Bo Wagner is pastor of the Cornerstone Baptist Church of Mooresboro, NC, a widely traveled evangelist, and the author of several books. His books are available on Amazon and at www.wordofhismouth.com

This column will run in the vicinity of July 4th. As such, my mind is mostly focused on Red, White, and Blue kind of thoughts, musings on America, if you will.

One, on Sunday morning, June 30, our choir leader and congregational song leaders both chose some patriotic songs to sing. When they were done, I grinned as I headed to the pulpit, knowing what I was about to say and why.

“How many of you enjoy Mother’s Day in church, where we thank God for mothers?” I asked. Amens were heard across the crowd, and hands were raised in assent.

“How many of you enjoy Father’s Day in church, where we thank God for Fathers?” I asked. Amens were once again heard across the crowd, and hands were raised in assent.

“Then, how many of you enjoy July 4th Sunday in church, where we thank God for America?” I asked. You see, every year, churches that sing patriotic songs, say the Pledge of Allegiance, etc, get hammered as “idolaters.” But the very same God who blesses people with mothers and fathers, according to Acts 17:26, also blesses people with their nations. As such, a day of gratitude is entirely in order.

Two, America has never been perfect, and yet we all ought to love her. And if we cannot love her unless she is perfect, then we better be grateful people do not apply that same standard to us as individuals.

Three, we have a monument to a boll weevil. No kidding; in Enterprise, Alabama, there is a thirteen-foot-tall monument dedicated to a bug. I’m pretty sure I don’t even have to Google that one to know that we are the only country on earth with one of those. Even more ‘Murica, the bug part has repeatedly been stolen through the years. You may insert your own Jeff Foxworthy style Redneck joke right there if you like.

Four, this country is beautiful. And I mean breathtakingly beautiful. I have hiked many of her mountains, walked through some of her deserts, kayaked and rafted down her rivers, scuba-dived some of her waters, and I can tell you that America is indeed a beauty queen among nations.

Five, people in America used to be able to laugh at themselves. We should really get back to that. I had a karate instructor (the only person to ever bust my nose) who used to joke about his super black skin, saying, “If I close my eyes and mouth in the dark, I am invisible.” An Asian friend of mine used to do a hysterical impersonation of himself as a Japanese tourist. Most white people I know are absolute geniuses at cracker jokes. Let the rest of the countries of the world be filled with angst and walking on eggshells; life is a lot nicer when no one takes themselves too seriously.

Six, I am still trying to figure out how making powerful Native Americans disappear from sports team names and logos and successful black Americans like Nancy Greene disappear from products actually helps or honors those races. I have this sneaking suspicion that future generations are going to think our generation was as dumb as a bag of hammers.

Seven, churches in America would be well served to re-read the Great Commission a few more times, especially those “all nations” and “every creature” “uttermost parts of the earth” sections.
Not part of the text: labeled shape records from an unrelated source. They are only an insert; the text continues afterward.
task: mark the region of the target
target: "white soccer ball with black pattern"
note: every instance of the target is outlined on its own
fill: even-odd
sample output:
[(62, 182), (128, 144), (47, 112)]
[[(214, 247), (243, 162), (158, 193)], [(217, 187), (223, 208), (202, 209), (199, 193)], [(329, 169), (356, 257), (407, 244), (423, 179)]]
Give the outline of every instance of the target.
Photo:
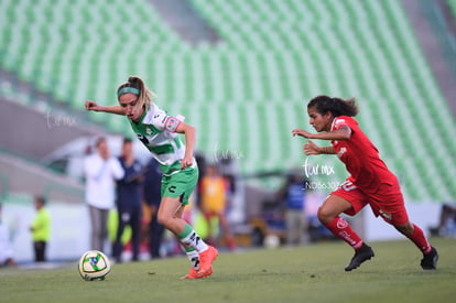
[(98, 250), (84, 252), (79, 259), (78, 270), (80, 277), (86, 281), (105, 280), (111, 270), (108, 257)]

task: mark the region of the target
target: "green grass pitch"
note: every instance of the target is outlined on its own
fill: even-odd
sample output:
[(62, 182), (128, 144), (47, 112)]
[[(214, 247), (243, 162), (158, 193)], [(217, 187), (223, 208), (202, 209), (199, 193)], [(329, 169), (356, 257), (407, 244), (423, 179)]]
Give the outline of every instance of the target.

Not trying to be disrespectful to a fine American business, but American churches seem to be much more Dollar General than Great Commission, popping up right across the street from each other as if they are self-pollinating, while great swaths of our country and of our world has precious few gospel preaching churches.
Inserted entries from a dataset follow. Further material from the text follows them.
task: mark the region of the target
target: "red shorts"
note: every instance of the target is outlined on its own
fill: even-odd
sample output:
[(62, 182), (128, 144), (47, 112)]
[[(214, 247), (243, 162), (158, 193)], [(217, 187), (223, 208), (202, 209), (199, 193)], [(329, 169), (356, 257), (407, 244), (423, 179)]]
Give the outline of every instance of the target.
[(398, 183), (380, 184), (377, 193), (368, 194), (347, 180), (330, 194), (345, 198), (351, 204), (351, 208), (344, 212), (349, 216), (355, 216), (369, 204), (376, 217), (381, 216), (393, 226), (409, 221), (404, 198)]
Eight, the individuality of states can perhaps be seen most starkly in their roads. I live in North Carolina, just across the line from South Carolina. And I will not tell you which way it goes, but when traveling from one to the other, you can be sipping from your bottle of water one moment and having to forcibly dislodge it from one of your nasal cavities a split second later.
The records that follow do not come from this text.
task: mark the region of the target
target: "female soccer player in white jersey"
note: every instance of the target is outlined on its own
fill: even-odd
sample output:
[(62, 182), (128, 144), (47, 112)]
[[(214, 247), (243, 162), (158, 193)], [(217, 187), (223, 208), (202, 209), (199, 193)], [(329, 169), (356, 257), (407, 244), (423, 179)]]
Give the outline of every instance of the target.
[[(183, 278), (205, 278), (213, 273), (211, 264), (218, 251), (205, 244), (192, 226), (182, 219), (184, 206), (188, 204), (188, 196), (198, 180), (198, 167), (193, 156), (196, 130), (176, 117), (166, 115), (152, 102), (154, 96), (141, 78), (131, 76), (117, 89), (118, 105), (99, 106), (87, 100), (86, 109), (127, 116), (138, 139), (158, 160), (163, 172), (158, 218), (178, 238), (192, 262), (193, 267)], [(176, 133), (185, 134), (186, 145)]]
Nine, here in America, we “upgrade” from phones that cost $30 and last for an entire century and never have to be charged to phones that cost $2000, last for maybe two years, and have charging cords that cost the same $30 as the 100-year phone while going bad every two months. True, the rest of the world has followed us into this madness, but we actually view it as a status symbol rather than something for which we should probably be getting therapy or counseling.

Ten, Americans make dialect a source of friendly antagonism. A seminary professor of mine from “Yonder up North” used to write the words berry, Barry, and bury on the board and ask one of us from the South to pronounce them all out loud, one by one. We, like normal people, said them all the exact same way: berry. To which he, Yankee psychopath that he was, corrected us with “Beh-ree, Burr-ee, Bah-ree.” How those people ever won that little War of Northern Aggression is beyond me when they cain’t eevun tawk rat.

Eleven, wouldn’t it be cool if one election we, the American people, all got together and told Washington, DC, “We took a vote, and we have moved the Capitol to Seymour, Iowa. Only people who move there, give up their cell phones and internet service, and have a decent garden that they work themselves will be eligible for office from now on.”

It would weed out most of our problems, I think.